Connecticut Theater Review: ‘The Flamingo Kid’
By Frank Rizzo
LOS ANGELES (Variety.com) – Snazzy vintage cars, fun ’60s fashion and cool mid-century designs make for some neat eye candy in Hartford Stage’s world premiere of the musical “The Flamingo Kid.” But nostalgia can only take you so far in a show that’s thin on character, thick with clichés, and full of — to borrow one of the script’s plentiful Yiddish words — schmaltz.
Though the musical — based on the 1984 coming-of-age film set during the summer of ’63 — has some playful music and dances, an often buoyant spirit and a colorful pastel palette, the overall effect is as predictable as a beach read.
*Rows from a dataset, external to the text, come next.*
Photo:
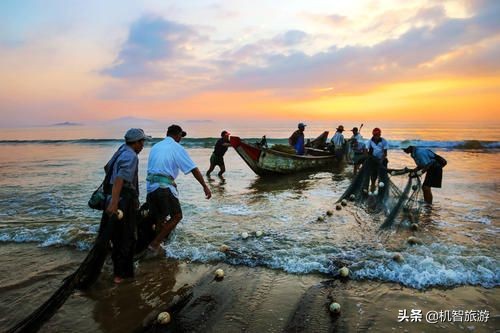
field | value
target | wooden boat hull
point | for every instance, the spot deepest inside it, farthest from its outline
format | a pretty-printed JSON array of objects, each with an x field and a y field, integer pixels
[{"x": 266, "y": 161}]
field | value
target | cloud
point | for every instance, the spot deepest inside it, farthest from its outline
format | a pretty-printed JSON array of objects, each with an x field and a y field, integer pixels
[
  {"x": 151, "y": 42},
  {"x": 355, "y": 68}
]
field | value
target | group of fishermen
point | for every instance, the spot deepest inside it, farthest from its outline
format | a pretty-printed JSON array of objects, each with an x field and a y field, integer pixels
[
  {"x": 168, "y": 157},
  {"x": 376, "y": 148}
]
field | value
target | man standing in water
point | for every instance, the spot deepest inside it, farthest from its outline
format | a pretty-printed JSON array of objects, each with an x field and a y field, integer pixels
[
  {"x": 338, "y": 142},
  {"x": 296, "y": 140},
  {"x": 429, "y": 163},
  {"x": 377, "y": 147},
  {"x": 166, "y": 159},
  {"x": 358, "y": 147},
  {"x": 217, "y": 157},
  {"x": 124, "y": 196}
]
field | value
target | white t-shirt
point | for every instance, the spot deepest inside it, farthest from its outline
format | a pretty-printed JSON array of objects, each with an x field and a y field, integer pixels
[
  {"x": 338, "y": 140},
  {"x": 166, "y": 158},
  {"x": 378, "y": 148}
]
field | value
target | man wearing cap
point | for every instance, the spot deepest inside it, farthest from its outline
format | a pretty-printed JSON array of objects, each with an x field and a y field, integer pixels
[
  {"x": 377, "y": 147},
  {"x": 427, "y": 162},
  {"x": 217, "y": 157},
  {"x": 358, "y": 147},
  {"x": 338, "y": 142},
  {"x": 124, "y": 193},
  {"x": 296, "y": 140},
  {"x": 166, "y": 159}
]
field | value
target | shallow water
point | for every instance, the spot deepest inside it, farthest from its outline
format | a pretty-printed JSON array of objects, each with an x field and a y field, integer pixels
[{"x": 44, "y": 188}]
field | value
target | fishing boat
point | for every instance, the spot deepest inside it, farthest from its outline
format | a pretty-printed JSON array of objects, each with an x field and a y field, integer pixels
[{"x": 266, "y": 161}]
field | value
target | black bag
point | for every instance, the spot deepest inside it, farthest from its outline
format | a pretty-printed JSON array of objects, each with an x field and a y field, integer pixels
[
  {"x": 441, "y": 161},
  {"x": 98, "y": 198}
]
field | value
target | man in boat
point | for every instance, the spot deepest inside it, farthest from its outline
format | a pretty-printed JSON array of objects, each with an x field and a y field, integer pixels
[
  {"x": 429, "y": 163},
  {"x": 358, "y": 147},
  {"x": 124, "y": 196},
  {"x": 166, "y": 159},
  {"x": 297, "y": 139},
  {"x": 338, "y": 142},
  {"x": 377, "y": 148},
  {"x": 217, "y": 157}
]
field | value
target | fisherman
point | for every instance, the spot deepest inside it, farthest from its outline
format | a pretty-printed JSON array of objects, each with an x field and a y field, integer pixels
[
  {"x": 358, "y": 147},
  {"x": 124, "y": 196},
  {"x": 377, "y": 148},
  {"x": 166, "y": 158},
  {"x": 427, "y": 162},
  {"x": 296, "y": 140},
  {"x": 338, "y": 142},
  {"x": 217, "y": 157}
]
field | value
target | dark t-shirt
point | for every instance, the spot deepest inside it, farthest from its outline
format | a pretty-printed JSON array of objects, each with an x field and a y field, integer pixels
[{"x": 220, "y": 149}]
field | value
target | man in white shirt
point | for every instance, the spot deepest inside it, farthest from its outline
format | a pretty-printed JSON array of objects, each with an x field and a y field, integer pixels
[
  {"x": 338, "y": 142},
  {"x": 166, "y": 159},
  {"x": 377, "y": 147}
]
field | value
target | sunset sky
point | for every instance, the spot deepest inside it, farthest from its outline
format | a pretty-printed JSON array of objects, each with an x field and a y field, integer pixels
[{"x": 86, "y": 61}]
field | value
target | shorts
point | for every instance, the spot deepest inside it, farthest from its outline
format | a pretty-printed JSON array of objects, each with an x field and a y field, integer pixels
[
  {"x": 433, "y": 177},
  {"x": 162, "y": 203},
  {"x": 217, "y": 160},
  {"x": 359, "y": 158}
]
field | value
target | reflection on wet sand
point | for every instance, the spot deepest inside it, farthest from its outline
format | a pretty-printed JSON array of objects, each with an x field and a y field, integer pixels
[{"x": 118, "y": 307}]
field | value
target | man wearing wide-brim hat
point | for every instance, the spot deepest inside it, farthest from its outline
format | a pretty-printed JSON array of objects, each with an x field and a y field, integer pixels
[
  {"x": 429, "y": 163},
  {"x": 122, "y": 192},
  {"x": 338, "y": 142},
  {"x": 297, "y": 141}
]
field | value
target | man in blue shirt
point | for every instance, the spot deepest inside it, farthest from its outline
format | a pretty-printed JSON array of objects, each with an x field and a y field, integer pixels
[
  {"x": 296, "y": 140},
  {"x": 124, "y": 190},
  {"x": 377, "y": 147},
  {"x": 426, "y": 162}
]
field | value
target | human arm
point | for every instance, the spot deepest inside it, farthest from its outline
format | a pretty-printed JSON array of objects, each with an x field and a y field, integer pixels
[
  {"x": 197, "y": 175},
  {"x": 115, "y": 196}
]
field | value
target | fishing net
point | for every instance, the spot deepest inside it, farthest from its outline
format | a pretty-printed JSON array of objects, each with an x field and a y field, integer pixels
[
  {"x": 86, "y": 274},
  {"x": 373, "y": 189}
]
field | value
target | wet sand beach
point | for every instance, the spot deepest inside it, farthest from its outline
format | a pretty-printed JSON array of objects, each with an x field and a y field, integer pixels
[
  {"x": 279, "y": 282},
  {"x": 247, "y": 299}
]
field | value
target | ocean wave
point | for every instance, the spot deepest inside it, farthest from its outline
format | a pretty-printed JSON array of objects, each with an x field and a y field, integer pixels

Its story, characters and conflicts are, at least at this stage of the show’s development, all too familiar.
In a coming-of-age narrative that echoes the father-son-mentor triangle in “A Bronx Tale,” this outer-borough story centers on Jeffrey Winnick (Jimmy Brewer), an 18-year-old Brooklyn teen who gets a summer job first as a parking lot attendant, then later as a cabana boy, at El Flamingo, a posh private Long Island resort catering to upwardly mobile Jews.
Soon he is drifting away from his working class parents as he becomes beguiled by gin-rummy-playing card sharp Phil Brody (Marc Kudisch), who takes the kid under his wing and introduces him to a life of fast cars, swank living and easy money. A special nod here should go to the quartet of car chassis built by BB Props/Emiliano Peres. Indeed, the show’s design elements, especially Alexander Dodge’s aquamarine-wave sets and Linda Cho’s witty nouveau-riche costumes, are retro delights.
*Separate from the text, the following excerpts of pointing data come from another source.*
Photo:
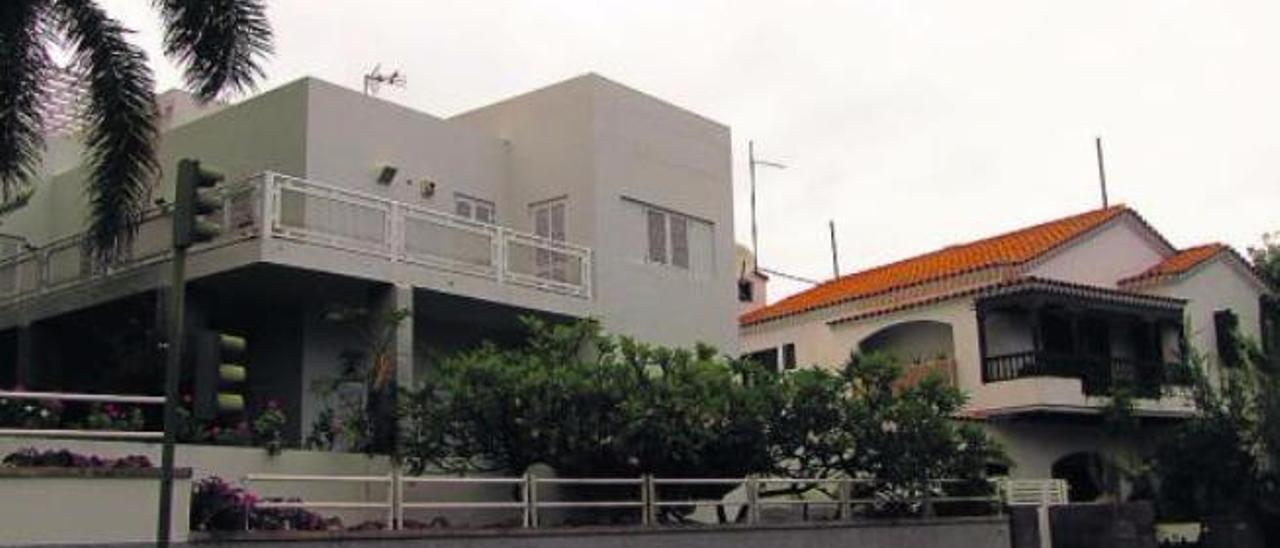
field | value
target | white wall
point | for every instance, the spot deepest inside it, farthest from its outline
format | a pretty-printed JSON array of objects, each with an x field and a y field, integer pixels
[
  {"x": 1212, "y": 286},
  {"x": 1008, "y": 332},
  {"x": 913, "y": 341},
  {"x": 1120, "y": 249},
  {"x": 604, "y": 147},
  {"x": 351, "y": 136}
]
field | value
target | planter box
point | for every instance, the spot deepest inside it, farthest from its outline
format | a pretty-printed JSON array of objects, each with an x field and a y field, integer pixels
[{"x": 81, "y": 506}]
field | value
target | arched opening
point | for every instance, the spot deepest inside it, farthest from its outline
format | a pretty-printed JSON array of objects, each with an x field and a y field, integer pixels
[
  {"x": 922, "y": 347},
  {"x": 1086, "y": 473}
]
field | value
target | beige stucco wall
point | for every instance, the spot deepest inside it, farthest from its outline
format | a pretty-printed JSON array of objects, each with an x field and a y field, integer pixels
[
  {"x": 822, "y": 345},
  {"x": 1120, "y": 249},
  {"x": 1220, "y": 283},
  {"x": 351, "y": 136},
  {"x": 588, "y": 141},
  {"x": 603, "y": 146},
  {"x": 87, "y": 511}
]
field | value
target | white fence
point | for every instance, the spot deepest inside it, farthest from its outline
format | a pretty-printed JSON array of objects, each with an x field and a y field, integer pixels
[
  {"x": 845, "y": 496},
  {"x": 327, "y": 215},
  {"x": 324, "y": 215}
]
Jeffrey’s parents Arthur and Rose (Liz Larsen and Adam Heller, solid and authentic) are, of course, concerned about their son’s changing attitude and values. That’s especially true of his father, who becomes outraged when Jeffrey decides to nix college to work for Phil as a salesman at his high-end car dealership. But after money is gambled and lost, hearts are hurt and promises broken, Jeffrey, in the end, learns the difference between what is taken and what is earned.
The score by composer Scott Frankel (“ Grey Gardens ,” “ War Paint ”) and lyricist Robert L. Freedman (“ A Gentleman’s Guide To Love and Murder ”) encompasses several pleasant pastiche songs and some clever rhymes (“menopausal/schlemazel”), but lacks the kind of memorable numbers that make a show soar. Denis Jones’ choreography, meanwhile, provides some casual summer fun with an amusing cabana sequence, plus one for the resort’s rhumba competition.
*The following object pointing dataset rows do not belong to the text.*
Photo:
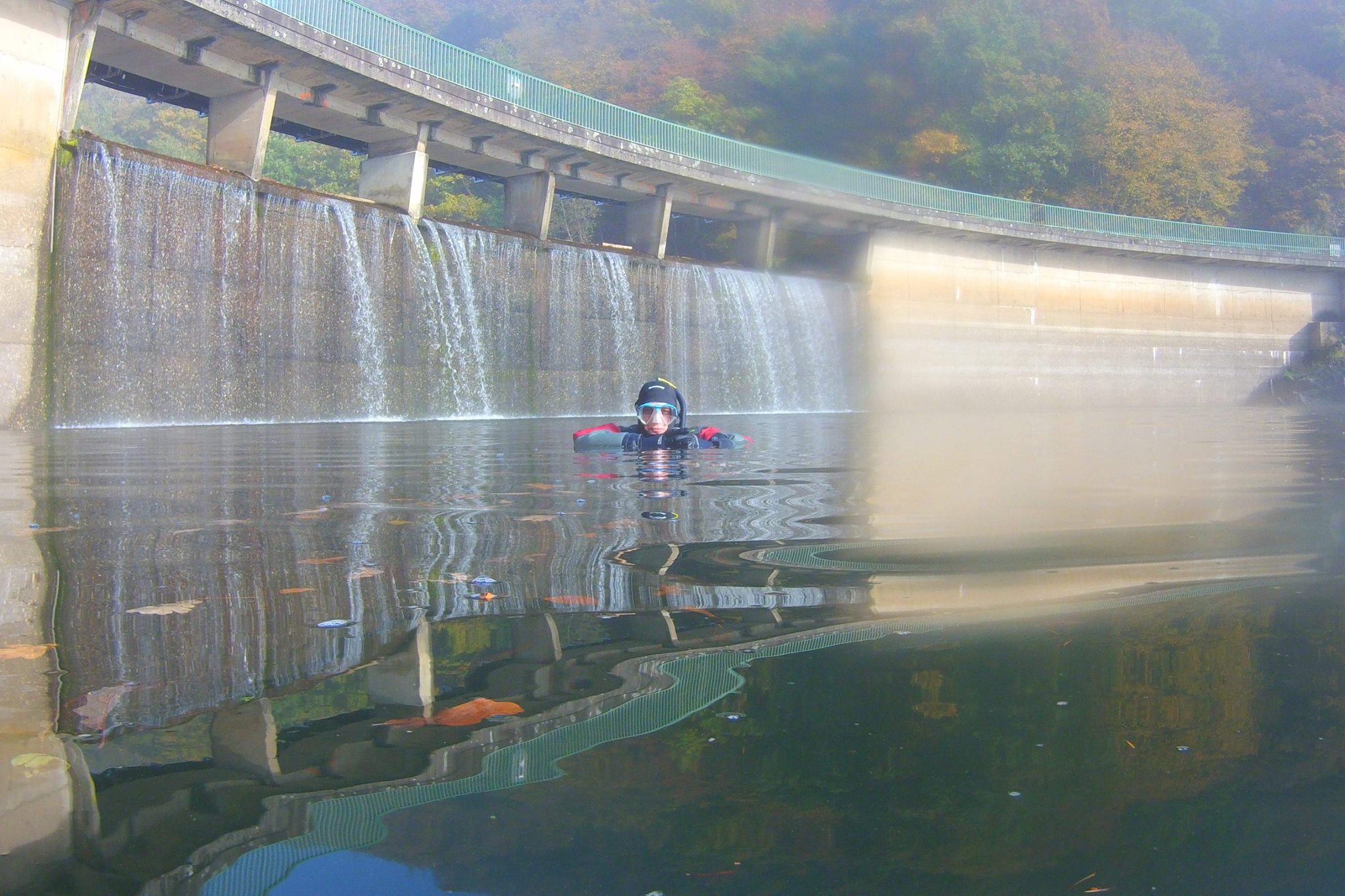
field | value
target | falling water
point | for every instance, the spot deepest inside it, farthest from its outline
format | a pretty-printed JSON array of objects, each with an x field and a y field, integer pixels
[
  {"x": 373, "y": 387},
  {"x": 186, "y": 296}
]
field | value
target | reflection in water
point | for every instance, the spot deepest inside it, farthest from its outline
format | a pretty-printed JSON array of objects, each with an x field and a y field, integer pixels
[{"x": 1132, "y": 586}]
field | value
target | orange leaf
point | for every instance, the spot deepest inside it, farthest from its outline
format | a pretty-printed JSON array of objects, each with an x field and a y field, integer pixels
[
  {"x": 365, "y": 572},
  {"x": 413, "y": 721},
  {"x": 474, "y": 711},
  {"x": 165, "y": 609},
  {"x": 24, "y": 651}
]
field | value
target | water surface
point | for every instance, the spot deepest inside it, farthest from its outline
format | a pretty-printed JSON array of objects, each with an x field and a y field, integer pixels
[{"x": 1029, "y": 653}]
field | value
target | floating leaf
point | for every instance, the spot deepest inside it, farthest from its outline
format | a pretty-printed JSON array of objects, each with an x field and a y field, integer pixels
[
  {"x": 24, "y": 651},
  {"x": 35, "y": 763},
  {"x": 699, "y": 610},
  {"x": 167, "y": 609},
  {"x": 475, "y": 711},
  {"x": 413, "y": 721},
  {"x": 366, "y": 572},
  {"x": 95, "y": 707}
]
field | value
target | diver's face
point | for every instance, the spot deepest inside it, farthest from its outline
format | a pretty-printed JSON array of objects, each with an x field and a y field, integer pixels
[{"x": 657, "y": 418}]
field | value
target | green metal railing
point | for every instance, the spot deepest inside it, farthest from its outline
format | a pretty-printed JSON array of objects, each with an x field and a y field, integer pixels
[{"x": 378, "y": 34}]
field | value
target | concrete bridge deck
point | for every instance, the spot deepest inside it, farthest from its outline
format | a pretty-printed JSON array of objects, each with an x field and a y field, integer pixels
[{"x": 260, "y": 69}]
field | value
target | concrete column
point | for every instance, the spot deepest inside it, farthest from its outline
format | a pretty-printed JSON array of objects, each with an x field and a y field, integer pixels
[
  {"x": 244, "y": 738},
  {"x": 405, "y": 679},
  {"x": 396, "y": 171},
  {"x": 240, "y": 128},
  {"x": 648, "y": 223},
  {"x": 755, "y": 244},
  {"x": 861, "y": 257},
  {"x": 537, "y": 639},
  {"x": 34, "y": 61},
  {"x": 84, "y": 24},
  {"x": 657, "y": 626},
  {"x": 527, "y": 203}
]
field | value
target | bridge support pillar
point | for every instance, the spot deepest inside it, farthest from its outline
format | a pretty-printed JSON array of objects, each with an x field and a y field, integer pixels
[
  {"x": 396, "y": 171},
  {"x": 648, "y": 223},
  {"x": 755, "y": 244},
  {"x": 861, "y": 257},
  {"x": 537, "y": 639},
  {"x": 244, "y": 738},
  {"x": 527, "y": 203},
  {"x": 240, "y": 127},
  {"x": 407, "y": 677},
  {"x": 84, "y": 24}
]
But when the show tries to get serious, it feels awkward, strained or (like many of the song titles) just too on-the-nose, whether it’s Jeffrey’s father singing “This Is My House” or “My Son, The Big Shot” or the male Winnicks singing the treacly closing number “Fathers and Sons.”
Freedman’s script flirts with issues of class, culture and consumerism, but Philip Roth it ain’t, and “The Flamingo Kid” doesn’t go much beyond sentimentality, caricature or reductivism. An attempt to suddenly become sociologically profound at show’s end, with television news clips noting America’s post-assassination “loss of innocence,” is cringe-worthy.
Outgoing artistic director Darko Tresnjak, who deftly staged “Gentleman’s Guide” and “Anastasia,” hasn’t yet found the right balance for this show as it careens from broad comedy to angst-filled kitchen-sink drama to musical corn. What it lacks now is any kind of edge or nuance to distinguish itself.
As Jeffrey, newbie Brewer — he graduated from Carnegie Mellon last year — is likable and sings okay, and he nicely reflects Jeffrey’s combination of intelligence, gawkiness and eagerness to please. He doesn’t balk at showing the boy’s selfish side, too.
Also standing out is Lesli Margherita as Phyllis, Phil’s long-suffering snob of a wife, who gets every laugh effortlessly with her deadpan delivery. She also nails her second act number, a good song with a terrible title using period slang that was tired even then (“That’s the Way The Cookie Crumbles”). As Phil, meanwhile, Kudisch’s usually fine comic touch is exchanged here for the broad and boisterous, which undercuts Jeffrey’s attraction to Phil’s B.S.
As for Jeffrey’s friends and Phil’s gin-rummy mates, there’s little in terms of character for most of these actors to play. But it needn’t be that way. Neil Simon’s “The Odd Couple” showed that card players don’t always have to be anonymous, that wing men can indeed stand out and that, in the end, the delights are in the details.